Benvenuti nel sito-blog dedicato a Perfetto, il primo libro de La Trilogia di Lilac.
Qui troverete tutte le info riguardanti la storia, i personaggi, i luoghi di Perfetto.
Nella sezione La Tecnologia, scoprirete quali sono stati i miei spunti per la creazione del mondo di Lilac, mentre nella sezione Extra troverete la playlist, nuovi capitoli e tante altre chicche.

C'era una volta... (La Trilogia di Lilac #0.9)

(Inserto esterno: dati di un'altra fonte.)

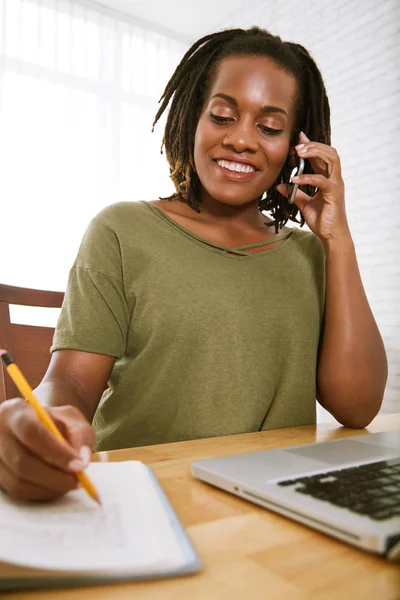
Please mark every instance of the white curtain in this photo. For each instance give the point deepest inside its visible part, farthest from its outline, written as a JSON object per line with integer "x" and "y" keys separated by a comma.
{"x": 78, "y": 93}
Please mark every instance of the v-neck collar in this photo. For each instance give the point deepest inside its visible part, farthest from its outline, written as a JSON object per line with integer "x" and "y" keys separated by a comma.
{"x": 238, "y": 253}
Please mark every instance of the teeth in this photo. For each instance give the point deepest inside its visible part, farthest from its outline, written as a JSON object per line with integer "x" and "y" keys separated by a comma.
{"x": 238, "y": 167}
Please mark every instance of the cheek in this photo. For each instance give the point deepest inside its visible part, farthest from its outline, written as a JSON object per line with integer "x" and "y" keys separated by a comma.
{"x": 202, "y": 142}
{"x": 279, "y": 151}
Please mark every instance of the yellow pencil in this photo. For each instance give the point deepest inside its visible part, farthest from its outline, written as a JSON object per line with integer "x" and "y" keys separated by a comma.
{"x": 43, "y": 415}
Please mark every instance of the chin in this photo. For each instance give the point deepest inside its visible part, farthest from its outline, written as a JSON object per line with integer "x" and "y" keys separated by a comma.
{"x": 232, "y": 199}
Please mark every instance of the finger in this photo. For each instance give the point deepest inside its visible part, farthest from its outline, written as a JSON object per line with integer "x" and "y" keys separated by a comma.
{"x": 322, "y": 158}
{"x": 27, "y": 467}
{"x": 23, "y": 490}
{"x": 303, "y": 138}
{"x": 315, "y": 180}
{"x": 25, "y": 426}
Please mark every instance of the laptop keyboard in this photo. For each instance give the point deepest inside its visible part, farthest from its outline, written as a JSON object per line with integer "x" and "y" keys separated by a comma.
{"x": 372, "y": 490}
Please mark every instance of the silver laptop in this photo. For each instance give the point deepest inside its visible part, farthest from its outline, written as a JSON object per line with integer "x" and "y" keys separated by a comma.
{"x": 348, "y": 488}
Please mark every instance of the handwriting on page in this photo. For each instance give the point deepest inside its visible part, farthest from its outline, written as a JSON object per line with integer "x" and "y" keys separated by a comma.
{"x": 72, "y": 533}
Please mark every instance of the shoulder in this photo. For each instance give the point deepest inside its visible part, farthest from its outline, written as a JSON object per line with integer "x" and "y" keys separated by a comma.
{"x": 120, "y": 213}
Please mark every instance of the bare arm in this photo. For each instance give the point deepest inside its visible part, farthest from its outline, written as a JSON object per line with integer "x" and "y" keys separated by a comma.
{"x": 75, "y": 378}
{"x": 352, "y": 368}
{"x": 34, "y": 464}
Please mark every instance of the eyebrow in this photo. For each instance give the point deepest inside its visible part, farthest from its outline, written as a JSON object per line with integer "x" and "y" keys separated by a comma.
{"x": 264, "y": 109}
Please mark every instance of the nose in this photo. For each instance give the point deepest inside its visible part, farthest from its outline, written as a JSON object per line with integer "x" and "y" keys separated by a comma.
{"x": 241, "y": 137}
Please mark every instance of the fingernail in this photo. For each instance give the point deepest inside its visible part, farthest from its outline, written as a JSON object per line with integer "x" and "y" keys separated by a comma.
{"x": 86, "y": 454}
{"x": 75, "y": 465}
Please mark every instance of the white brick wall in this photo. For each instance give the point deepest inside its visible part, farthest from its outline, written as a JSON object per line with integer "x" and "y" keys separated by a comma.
{"x": 357, "y": 47}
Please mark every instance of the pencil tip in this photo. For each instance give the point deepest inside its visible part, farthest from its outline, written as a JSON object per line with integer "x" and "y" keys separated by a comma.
{"x": 96, "y": 497}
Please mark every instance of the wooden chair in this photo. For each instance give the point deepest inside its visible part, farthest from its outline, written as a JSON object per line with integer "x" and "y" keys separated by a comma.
{"x": 29, "y": 345}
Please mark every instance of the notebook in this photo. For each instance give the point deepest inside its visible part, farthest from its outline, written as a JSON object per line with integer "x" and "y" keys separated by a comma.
{"x": 73, "y": 541}
{"x": 348, "y": 488}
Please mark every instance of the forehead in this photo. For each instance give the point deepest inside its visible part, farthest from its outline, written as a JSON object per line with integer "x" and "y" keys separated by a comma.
{"x": 254, "y": 78}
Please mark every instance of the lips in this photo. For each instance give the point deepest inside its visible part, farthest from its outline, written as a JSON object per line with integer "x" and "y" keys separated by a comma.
{"x": 232, "y": 175}
{"x": 235, "y": 159}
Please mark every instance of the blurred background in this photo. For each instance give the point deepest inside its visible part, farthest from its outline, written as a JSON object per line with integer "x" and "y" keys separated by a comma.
{"x": 79, "y": 86}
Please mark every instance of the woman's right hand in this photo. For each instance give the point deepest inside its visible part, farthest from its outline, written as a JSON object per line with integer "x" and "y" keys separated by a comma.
{"x": 34, "y": 464}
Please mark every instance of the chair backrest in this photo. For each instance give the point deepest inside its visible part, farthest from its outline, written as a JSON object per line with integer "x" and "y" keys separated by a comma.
{"x": 29, "y": 345}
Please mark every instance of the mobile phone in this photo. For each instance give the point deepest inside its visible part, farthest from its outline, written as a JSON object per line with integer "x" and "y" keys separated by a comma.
{"x": 294, "y": 186}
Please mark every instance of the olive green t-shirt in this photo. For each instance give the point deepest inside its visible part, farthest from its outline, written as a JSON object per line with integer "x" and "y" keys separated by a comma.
{"x": 207, "y": 342}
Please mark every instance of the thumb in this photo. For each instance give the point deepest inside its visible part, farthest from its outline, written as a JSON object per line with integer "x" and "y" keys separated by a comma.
{"x": 75, "y": 428}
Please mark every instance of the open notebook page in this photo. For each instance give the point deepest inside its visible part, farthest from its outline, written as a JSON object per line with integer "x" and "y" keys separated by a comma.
{"x": 129, "y": 533}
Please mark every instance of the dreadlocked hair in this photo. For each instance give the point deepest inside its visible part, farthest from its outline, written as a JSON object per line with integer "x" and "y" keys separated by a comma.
{"x": 187, "y": 90}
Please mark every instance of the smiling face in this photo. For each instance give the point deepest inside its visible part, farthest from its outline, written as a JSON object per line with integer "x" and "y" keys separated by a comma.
{"x": 244, "y": 130}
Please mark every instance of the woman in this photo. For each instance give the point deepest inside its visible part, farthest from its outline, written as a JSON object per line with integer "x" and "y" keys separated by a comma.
{"x": 204, "y": 316}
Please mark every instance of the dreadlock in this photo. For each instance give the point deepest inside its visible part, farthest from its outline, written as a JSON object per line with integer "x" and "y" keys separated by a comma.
{"x": 188, "y": 88}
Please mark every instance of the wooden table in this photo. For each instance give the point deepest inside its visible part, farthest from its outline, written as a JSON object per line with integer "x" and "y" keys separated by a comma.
{"x": 248, "y": 552}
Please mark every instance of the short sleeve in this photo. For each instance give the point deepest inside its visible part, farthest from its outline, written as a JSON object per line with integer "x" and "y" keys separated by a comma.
{"x": 94, "y": 316}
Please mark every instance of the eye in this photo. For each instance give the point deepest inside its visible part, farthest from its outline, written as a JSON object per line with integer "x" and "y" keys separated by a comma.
{"x": 270, "y": 130}
{"x": 221, "y": 120}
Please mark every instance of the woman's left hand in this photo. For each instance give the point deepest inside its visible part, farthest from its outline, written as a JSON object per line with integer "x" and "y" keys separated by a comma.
{"x": 325, "y": 212}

Il secondo contenuto extra riguarda ciò che accade prima del capitolo 1 di Perfetto.
Buona lettura.




“Ti va di raccontarne un'altra?”

Non so quando questo è diventato il nostro nuovo rito. So, però, che ne sono diventata dipendente in fretta.
Baguette è brava nel raccontare storie. Alcune le inventa, alcune (quelle per il cui ascolto mi sento più in colpa) le riporta dai libri proibiti che prende a casa di Rose Johnson.
La sua voce cambia, quando inizia a raccontare. Diventa più bassa, più calma.
Mi piace ancora di più.
L'ascolterei per ore, immaginando i volti dei personaggi che descrive, i luoghi in cui non siamo mai state e le vicende più strane, più divertenti, più elettrizzanti.
Lo chiamiamo il nostro nuovo rito perché tutto avviene seguendo determinati passi. Quando Baguette racconta una storia, siamo entrambe sdraiate sul suo letto, ad osservare il soffitto dipinto a strisce bianche e azzurre. Lei sistema la testa sul braccio che ha piegato sotto la nuca, e io mi giro a guardarla ogni tanto, per osservare il suo viso e i suoi occhi.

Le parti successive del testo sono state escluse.